Koning Amasja van Juda
Amasja wordt koning van Juda
1Amasja werd koning toen hij 25 jaar oud was. Hij regeerde 29 jaar vanuit Jeruzalem. Zijn moeder heette Jehoaddan, en ze kwam uit Jeruzalem.
2Amasja leefde zoals de Heer het wilde, maar niet met zijn hele hart.
Amasja doodt de moordenaars van zijn vader
3Toen Amasja aan de macht was, liet hij de moordenaars van zijn vader doden. 4Maar hun kinderen liet hij in leven. Want hij hield zich aan het wetboek van Mozes met de regels van de Heer. Daarin staat: «Ouders mogen niet gedood worden voor de misdaden van hun kinderen. En kinderen mogen niet gedood worden voor de misdaden van hun ouders. Iemand mag alleen gedood worden voor de misdaden die hij zelf gepleegd heeft.»
Amasja telt de mannen van Juda
5Koning Amasja liet alle mannen van Juda en Benjamin bij elkaar komen. Hij verdeelde hen per familie in groepen van duizend en honderd. Elke groep stond onder leiding van een officier.
Toen telde hij de mannen van twintig jaar en ouder. In totaal had hij 300.000 mannen die in het leger konden dienen, en die konden vechten met speren en schilden.
6Daarna huurde hij nog honderdduizend soldaten uit Israël, mannen van de stam Efraïm. Daarvoor betaalde hij 3000 kilo zilver.

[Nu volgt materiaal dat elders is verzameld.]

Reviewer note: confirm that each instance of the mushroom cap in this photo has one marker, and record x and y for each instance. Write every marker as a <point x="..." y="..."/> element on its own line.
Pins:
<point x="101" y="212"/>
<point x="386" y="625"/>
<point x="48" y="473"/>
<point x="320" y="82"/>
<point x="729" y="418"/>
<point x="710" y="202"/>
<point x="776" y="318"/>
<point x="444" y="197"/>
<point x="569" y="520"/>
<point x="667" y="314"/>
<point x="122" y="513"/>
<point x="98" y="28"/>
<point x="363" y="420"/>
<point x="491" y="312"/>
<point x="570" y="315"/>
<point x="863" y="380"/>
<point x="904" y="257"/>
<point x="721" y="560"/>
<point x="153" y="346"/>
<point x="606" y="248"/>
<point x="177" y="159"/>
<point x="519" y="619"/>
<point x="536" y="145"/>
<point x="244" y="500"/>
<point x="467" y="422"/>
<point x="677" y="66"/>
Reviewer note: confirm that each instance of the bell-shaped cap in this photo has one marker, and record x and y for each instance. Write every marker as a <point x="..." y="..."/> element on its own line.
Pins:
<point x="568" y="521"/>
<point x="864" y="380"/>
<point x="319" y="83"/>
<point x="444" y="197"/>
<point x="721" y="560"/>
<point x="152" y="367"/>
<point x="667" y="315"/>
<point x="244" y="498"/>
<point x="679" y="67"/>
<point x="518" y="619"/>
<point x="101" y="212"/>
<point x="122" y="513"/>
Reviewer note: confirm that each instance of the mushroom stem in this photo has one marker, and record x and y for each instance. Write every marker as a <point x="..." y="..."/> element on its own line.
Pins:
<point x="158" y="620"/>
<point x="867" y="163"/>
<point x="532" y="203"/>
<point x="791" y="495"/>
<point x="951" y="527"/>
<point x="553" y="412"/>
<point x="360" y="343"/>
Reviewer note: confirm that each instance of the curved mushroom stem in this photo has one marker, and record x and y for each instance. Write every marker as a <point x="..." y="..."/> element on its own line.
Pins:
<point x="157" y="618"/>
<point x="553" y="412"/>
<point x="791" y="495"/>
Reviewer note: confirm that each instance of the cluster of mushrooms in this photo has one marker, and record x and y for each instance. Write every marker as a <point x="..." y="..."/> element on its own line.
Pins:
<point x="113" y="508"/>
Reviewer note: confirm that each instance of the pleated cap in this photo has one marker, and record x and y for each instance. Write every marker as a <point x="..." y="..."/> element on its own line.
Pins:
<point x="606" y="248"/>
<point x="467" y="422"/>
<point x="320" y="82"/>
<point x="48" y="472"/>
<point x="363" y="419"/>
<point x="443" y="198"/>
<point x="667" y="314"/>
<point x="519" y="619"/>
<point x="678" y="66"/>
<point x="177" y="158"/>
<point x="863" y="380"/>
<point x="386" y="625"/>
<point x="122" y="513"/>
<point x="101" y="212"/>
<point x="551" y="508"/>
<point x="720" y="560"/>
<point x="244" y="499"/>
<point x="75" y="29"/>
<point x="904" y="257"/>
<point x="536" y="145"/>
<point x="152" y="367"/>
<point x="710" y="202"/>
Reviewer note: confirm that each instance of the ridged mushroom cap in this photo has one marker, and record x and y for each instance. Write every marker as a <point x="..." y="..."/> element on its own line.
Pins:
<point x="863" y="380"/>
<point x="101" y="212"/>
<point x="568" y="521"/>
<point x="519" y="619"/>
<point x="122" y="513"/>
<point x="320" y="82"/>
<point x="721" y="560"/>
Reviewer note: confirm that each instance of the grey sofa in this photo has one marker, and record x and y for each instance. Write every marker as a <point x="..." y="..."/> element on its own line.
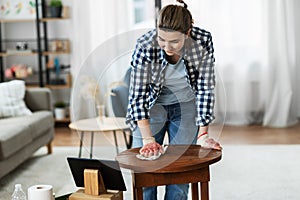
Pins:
<point x="21" y="136"/>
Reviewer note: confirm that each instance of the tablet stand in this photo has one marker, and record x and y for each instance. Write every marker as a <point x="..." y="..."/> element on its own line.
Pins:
<point x="94" y="188"/>
<point x="93" y="182"/>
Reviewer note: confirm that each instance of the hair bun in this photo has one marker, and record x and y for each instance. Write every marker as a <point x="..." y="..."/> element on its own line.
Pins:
<point x="184" y="4"/>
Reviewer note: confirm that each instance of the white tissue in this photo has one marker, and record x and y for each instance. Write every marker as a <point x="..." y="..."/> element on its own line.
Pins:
<point x="40" y="192"/>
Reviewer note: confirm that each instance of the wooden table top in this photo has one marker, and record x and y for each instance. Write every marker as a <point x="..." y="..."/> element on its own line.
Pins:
<point x="178" y="158"/>
<point x="99" y="125"/>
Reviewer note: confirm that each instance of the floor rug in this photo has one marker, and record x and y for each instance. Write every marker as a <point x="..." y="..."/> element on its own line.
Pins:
<point x="246" y="172"/>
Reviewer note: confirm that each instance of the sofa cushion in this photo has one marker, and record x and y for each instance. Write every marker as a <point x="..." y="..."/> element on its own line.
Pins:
<point x="16" y="132"/>
<point x="11" y="101"/>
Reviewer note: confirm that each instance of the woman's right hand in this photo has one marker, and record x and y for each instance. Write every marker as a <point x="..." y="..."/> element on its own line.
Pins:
<point x="151" y="149"/>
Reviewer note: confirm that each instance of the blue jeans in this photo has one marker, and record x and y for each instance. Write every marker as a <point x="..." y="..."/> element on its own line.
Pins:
<point x="178" y="121"/>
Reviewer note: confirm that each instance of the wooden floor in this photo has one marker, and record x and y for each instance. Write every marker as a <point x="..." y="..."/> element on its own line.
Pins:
<point x="226" y="135"/>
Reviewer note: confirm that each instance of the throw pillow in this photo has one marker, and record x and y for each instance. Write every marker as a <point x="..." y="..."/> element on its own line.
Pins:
<point x="12" y="99"/>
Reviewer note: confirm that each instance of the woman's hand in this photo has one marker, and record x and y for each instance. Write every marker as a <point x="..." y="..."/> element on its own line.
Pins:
<point x="151" y="149"/>
<point x="207" y="142"/>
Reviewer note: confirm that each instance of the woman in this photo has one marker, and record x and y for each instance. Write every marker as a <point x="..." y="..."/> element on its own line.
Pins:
<point x="172" y="88"/>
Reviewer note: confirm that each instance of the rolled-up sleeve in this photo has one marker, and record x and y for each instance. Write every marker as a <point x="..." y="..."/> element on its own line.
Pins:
<point x="138" y="106"/>
<point x="205" y="97"/>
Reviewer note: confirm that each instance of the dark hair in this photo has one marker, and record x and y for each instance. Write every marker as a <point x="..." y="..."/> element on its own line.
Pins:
<point x="175" y="18"/>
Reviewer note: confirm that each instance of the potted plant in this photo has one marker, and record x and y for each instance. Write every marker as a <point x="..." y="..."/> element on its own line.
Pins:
<point x="56" y="8"/>
<point x="60" y="110"/>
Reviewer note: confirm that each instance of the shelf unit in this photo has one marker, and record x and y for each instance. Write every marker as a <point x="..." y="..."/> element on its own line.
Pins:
<point x="42" y="54"/>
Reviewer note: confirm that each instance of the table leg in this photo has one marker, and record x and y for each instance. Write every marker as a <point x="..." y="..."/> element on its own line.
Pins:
<point x="204" y="191"/>
<point x="92" y="142"/>
<point x="116" y="143"/>
<point x="138" y="193"/>
<point x="80" y="144"/>
<point x="195" y="192"/>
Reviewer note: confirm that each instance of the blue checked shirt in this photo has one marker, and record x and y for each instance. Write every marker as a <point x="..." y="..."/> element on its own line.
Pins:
<point x="147" y="75"/>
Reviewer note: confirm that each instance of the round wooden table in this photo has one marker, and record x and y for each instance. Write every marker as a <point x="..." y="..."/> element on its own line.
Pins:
<point x="104" y="124"/>
<point x="180" y="164"/>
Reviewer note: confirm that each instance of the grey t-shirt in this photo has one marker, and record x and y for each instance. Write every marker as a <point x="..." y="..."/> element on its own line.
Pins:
<point x="176" y="88"/>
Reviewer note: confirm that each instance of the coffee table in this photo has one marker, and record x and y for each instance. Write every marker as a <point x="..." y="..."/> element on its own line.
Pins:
<point x="98" y="125"/>
<point x="180" y="164"/>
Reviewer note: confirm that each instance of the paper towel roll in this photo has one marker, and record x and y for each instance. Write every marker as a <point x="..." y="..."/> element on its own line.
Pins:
<point x="40" y="192"/>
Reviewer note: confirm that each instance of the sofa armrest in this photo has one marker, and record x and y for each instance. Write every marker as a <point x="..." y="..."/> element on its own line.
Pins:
<point x="38" y="99"/>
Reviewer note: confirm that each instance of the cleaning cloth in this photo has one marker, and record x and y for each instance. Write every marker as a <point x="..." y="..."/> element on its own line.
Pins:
<point x="154" y="157"/>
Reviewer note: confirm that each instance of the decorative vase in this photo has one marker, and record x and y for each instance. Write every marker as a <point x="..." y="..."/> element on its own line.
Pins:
<point x="56" y="11"/>
<point x="60" y="113"/>
<point x="101" y="111"/>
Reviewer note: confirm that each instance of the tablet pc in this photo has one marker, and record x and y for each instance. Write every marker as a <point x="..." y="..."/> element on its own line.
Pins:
<point x="110" y="171"/>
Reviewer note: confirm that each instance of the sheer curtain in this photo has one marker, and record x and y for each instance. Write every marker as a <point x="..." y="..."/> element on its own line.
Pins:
<point x="256" y="58"/>
<point x="95" y="22"/>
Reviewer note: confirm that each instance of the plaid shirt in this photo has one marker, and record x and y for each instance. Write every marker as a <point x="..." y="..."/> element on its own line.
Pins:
<point x="147" y="75"/>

Israël mag niet met Amasja meevechten
7-8Toen kwam er een profeet naar Amasja toe, die zei: ‘Koning, laat alleen uw eigen leger vechten in de oorlog. Neem die soldaten uit Efraïm niet mee. Als u dat wel doet, zult u het gevecht verliezen! Want de Heer wil het leger van Israël niet helpen. En hij heeft de macht om legers te laten winnen of te laten verliezen.’
9Amasja zei tegen de profeet: ‘Maar ik heb al 3000 kilo zilver voor die mannen betaald!’ De profeet antwoordde: ‘De Heer zal ervoor zorgen dat je zelfs nog meer terugkrijgt.’

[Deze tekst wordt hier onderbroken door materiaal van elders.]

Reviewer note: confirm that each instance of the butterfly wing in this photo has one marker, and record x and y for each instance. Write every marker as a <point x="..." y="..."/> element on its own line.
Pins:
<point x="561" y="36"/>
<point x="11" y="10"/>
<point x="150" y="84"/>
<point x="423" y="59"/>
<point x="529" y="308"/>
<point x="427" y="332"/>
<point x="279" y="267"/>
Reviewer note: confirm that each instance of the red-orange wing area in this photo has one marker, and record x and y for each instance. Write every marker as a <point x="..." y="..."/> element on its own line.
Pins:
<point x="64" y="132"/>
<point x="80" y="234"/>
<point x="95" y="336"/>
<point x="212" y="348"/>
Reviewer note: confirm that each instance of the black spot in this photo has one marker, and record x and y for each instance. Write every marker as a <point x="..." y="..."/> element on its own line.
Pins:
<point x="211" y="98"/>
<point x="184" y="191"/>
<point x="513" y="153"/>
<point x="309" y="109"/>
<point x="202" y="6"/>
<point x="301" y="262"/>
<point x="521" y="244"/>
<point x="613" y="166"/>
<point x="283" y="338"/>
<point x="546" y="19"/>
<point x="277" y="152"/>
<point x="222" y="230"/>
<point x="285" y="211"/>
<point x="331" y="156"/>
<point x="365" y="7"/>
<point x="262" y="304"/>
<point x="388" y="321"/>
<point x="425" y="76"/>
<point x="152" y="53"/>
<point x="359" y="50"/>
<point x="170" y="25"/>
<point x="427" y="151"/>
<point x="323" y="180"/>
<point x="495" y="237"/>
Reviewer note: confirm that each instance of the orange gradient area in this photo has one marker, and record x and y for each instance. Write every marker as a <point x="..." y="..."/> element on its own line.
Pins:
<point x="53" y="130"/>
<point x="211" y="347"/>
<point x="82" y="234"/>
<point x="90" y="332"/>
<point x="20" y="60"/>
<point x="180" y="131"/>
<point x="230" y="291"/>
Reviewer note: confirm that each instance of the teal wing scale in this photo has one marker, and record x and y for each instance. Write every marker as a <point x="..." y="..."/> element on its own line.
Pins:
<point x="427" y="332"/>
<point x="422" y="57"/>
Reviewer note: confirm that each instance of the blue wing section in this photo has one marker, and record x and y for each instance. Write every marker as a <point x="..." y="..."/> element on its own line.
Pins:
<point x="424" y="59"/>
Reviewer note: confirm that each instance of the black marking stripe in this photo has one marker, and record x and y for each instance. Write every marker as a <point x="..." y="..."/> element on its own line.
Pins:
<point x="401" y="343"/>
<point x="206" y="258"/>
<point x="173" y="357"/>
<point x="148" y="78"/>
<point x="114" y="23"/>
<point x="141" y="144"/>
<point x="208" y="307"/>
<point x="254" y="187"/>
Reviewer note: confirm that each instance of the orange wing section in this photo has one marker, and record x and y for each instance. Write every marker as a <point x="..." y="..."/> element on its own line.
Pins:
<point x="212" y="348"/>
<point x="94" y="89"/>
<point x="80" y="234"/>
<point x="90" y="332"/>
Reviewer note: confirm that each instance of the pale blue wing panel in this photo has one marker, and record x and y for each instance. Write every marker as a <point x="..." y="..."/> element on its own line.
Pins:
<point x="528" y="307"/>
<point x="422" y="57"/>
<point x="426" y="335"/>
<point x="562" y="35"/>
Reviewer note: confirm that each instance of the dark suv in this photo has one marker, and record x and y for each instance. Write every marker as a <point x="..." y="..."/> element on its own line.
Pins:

10Toen stuurde Amasja de soldaten uit Efraïm weer terug naar Israël. Ze vertrokken, maar ze waren wel heel boos op de koning van Juda.

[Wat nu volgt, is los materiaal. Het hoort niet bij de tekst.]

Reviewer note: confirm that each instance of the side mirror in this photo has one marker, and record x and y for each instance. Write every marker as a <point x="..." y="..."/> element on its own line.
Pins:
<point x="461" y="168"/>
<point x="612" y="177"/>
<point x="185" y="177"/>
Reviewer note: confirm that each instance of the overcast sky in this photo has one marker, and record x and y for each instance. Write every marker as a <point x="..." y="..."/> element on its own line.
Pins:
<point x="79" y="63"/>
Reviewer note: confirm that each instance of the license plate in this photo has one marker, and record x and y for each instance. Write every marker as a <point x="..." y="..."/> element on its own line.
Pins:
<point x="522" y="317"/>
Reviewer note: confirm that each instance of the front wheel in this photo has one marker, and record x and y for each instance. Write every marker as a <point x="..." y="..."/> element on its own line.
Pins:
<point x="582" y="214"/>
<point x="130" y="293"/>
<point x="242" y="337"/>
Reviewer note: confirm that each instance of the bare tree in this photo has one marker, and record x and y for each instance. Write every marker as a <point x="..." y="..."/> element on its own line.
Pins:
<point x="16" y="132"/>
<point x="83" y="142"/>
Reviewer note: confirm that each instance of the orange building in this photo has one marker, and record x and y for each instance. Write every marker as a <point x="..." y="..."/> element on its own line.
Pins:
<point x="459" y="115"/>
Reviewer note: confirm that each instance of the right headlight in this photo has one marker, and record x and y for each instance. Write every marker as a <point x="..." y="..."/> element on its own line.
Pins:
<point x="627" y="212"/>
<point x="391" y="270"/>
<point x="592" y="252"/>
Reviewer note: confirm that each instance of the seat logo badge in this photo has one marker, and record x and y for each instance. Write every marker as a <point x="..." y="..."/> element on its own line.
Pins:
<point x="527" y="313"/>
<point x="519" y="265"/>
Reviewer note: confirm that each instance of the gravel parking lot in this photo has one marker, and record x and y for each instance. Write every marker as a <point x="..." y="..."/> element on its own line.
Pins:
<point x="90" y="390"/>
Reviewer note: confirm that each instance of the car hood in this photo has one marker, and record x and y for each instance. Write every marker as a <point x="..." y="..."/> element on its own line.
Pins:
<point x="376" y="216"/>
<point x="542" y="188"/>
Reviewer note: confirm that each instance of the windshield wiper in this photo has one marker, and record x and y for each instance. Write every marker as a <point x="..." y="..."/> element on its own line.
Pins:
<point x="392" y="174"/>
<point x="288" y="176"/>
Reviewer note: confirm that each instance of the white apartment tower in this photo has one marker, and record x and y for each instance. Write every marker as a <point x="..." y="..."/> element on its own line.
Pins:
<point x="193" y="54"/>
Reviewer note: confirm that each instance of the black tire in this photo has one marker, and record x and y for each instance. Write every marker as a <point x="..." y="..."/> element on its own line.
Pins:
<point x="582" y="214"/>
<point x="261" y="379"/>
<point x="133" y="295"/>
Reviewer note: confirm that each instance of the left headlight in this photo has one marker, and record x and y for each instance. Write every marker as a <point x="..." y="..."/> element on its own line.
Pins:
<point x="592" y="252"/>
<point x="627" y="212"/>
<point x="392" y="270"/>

Amasja voert oorlog tegen Edom
11Amasja had weer moed gekregen, en leidde het leger van Juda naar het Zoutdal. Daar doodden ze tienduizend Edomieten. 12En ze namen tienduizend andere Edomieten gevangen. Die brachten ze naar de top van een rots, en daar gooiden ze hen naar beneden. Zo doodden ze alle gevangen Edomieten.
13Intussen waren de soldaten uit Efraïm op weg naar huis. Onderweg vielen ze veel steden van Juda aan, van Samaria tot aan Bet-Choron. Daarbij doodden ze drieduizend mensen uit die steden, en ze roofden heel veel bezittingen.
Amasja vereert de goden van de Edomieten
14Toen Amasja na de oorlog terugging naar Jeruzalem, nam hij allemaal godenbeelden uit Edom mee. Die beelden zette hij in Jeruzalem neer, en hij vereerde ze als goden. Hij brandde wierook, en hij knielde voor de beelden.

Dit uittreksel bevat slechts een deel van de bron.